*Geek Box: Correlation, Confounding, & Control

*Geek Box: Confounders, Correlations, and Control

There is a tendency when it comes to interpreting epidemiological findings to dismiss any related factor between an exposure and and outcome as a “confounder”. This ranges from over simplistic, to plain wrong.

In order to be a confounder, a variable has to be associated with the exposure but not caused by it, and independently associated with the outcome. For example, an analysis looks at coffee as the exposure and heart disease as the outcome, and finds a strong association; but high coffee drinkers in the study are also heavy smokers. Coffee does not cause smoking, but they are related behaviours. In this case, controlling for smoking means the relationship between coffee and heart disease is not longer evident, i.e., smoking was the confounder.

Many of the factors that we deem ‘confounders’ may in fact only be correlated behaviours or variables. The question to ask from a nutritional perspective is whether the dietary association is independent of non-dietary related lifestyle factors. We can determine this through appropriate control of known variables which may be correlated with diet, like socio-economic status, alcohol intake, or BMI. These variables are not inherently confounders; it depends on what the exposure-outcome relationship is that we’re looking at.

A common misconception reading such a list of covariates is to assume that all are confounders, however, this is incorrect; there are distinct differences between confounders [i.e., smoking], and moderating or mediating factors [i.e., fibre, fruit]. A general lack of understanding for the differences between such variables in widespread in discourse surrounding nutritional epidemiology.

A fundamental difference is that a confounder may have direct relationship with the outcome, while a moderating factor may influence the size of the effect and the full operation of a cause-effect relationship, however, it does not invalidate that a relationship exists between the exposure and the outcome.

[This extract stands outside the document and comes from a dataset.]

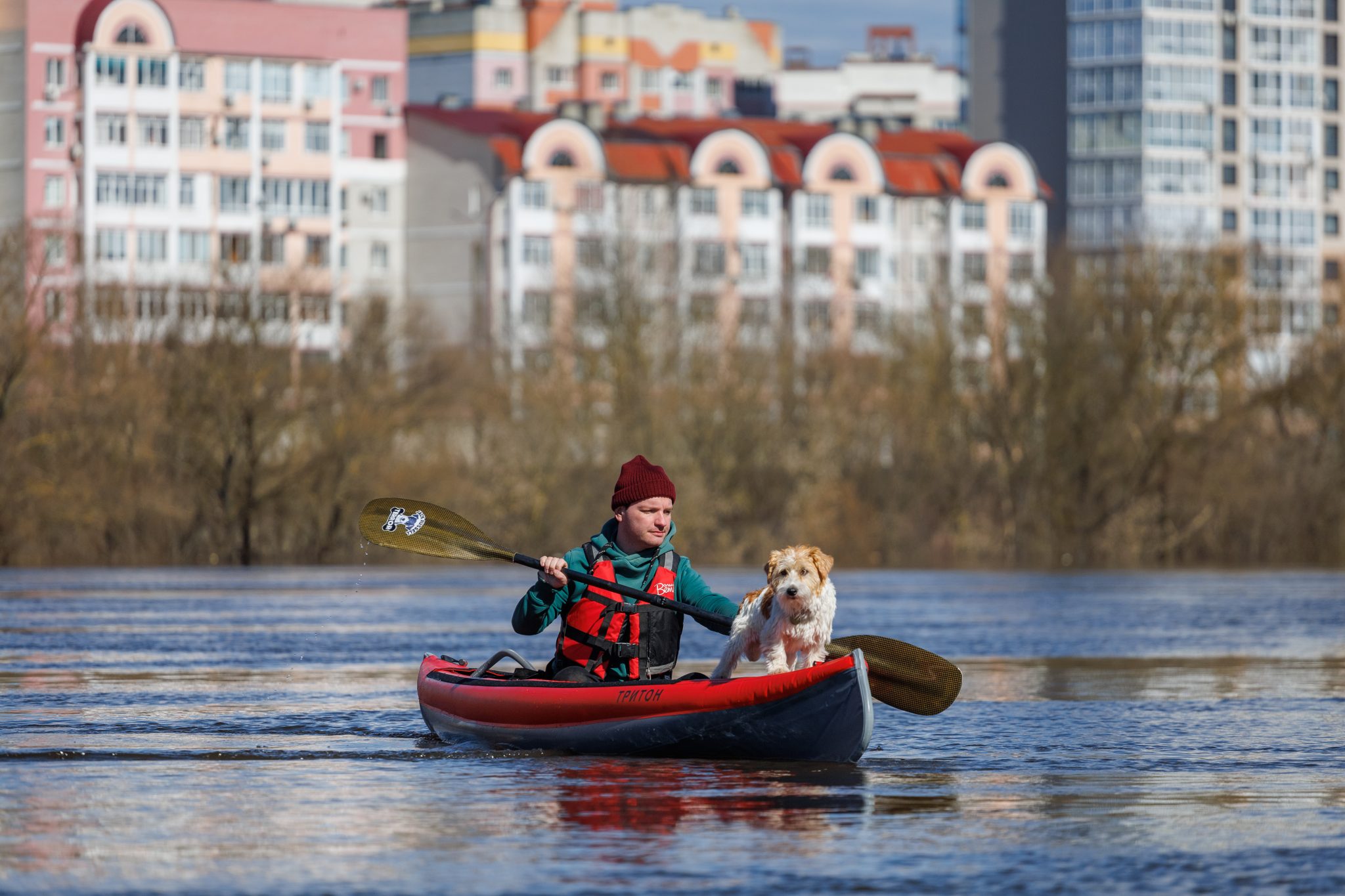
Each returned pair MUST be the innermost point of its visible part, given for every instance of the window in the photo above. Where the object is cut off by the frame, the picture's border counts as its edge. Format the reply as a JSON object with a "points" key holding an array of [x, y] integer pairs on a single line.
{"points": [[753, 263], [535, 194], [191, 75], [537, 251], [378, 200], [110, 245], [154, 131], [974, 268], [152, 246], [192, 133], [318, 136], [152, 73], [237, 133], [54, 191], [55, 133], [537, 308], [588, 198], [755, 203], [817, 316], [318, 251], [109, 70], [703, 200], [233, 194], [237, 77], [273, 249], [817, 210], [378, 255], [275, 307], [318, 82], [234, 249], [817, 259], [276, 81], [131, 190], [55, 73], [709, 259], [55, 305], [54, 250], [315, 308], [296, 198], [192, 247], [973, 215], [866, 263]]}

If these were true confounders, then once they are adjusted for in the statistical analysis, the exposure-outcome relationship would no longer be evident. If the exposure-outcome relationship survives this adjustment, then it indicates that the effect of the exposure on the outcome is independent of these related non-dietary variables. While the caveat of epidemiology is always that “residual confounding cannot be ruled out”, in reality it can’t be ruled out in an RCT either, it’s simply that randomisation is deemed to equally distribute unknown variables between an intervention and control group.

The reality is that residual confounding implies there is something we don’t know which could influence the results, which is always true; what is important to remember is that there is a lot we do know, and we can build that into an adjustment model to control for these variables. Remember: correlation does not imply confounding.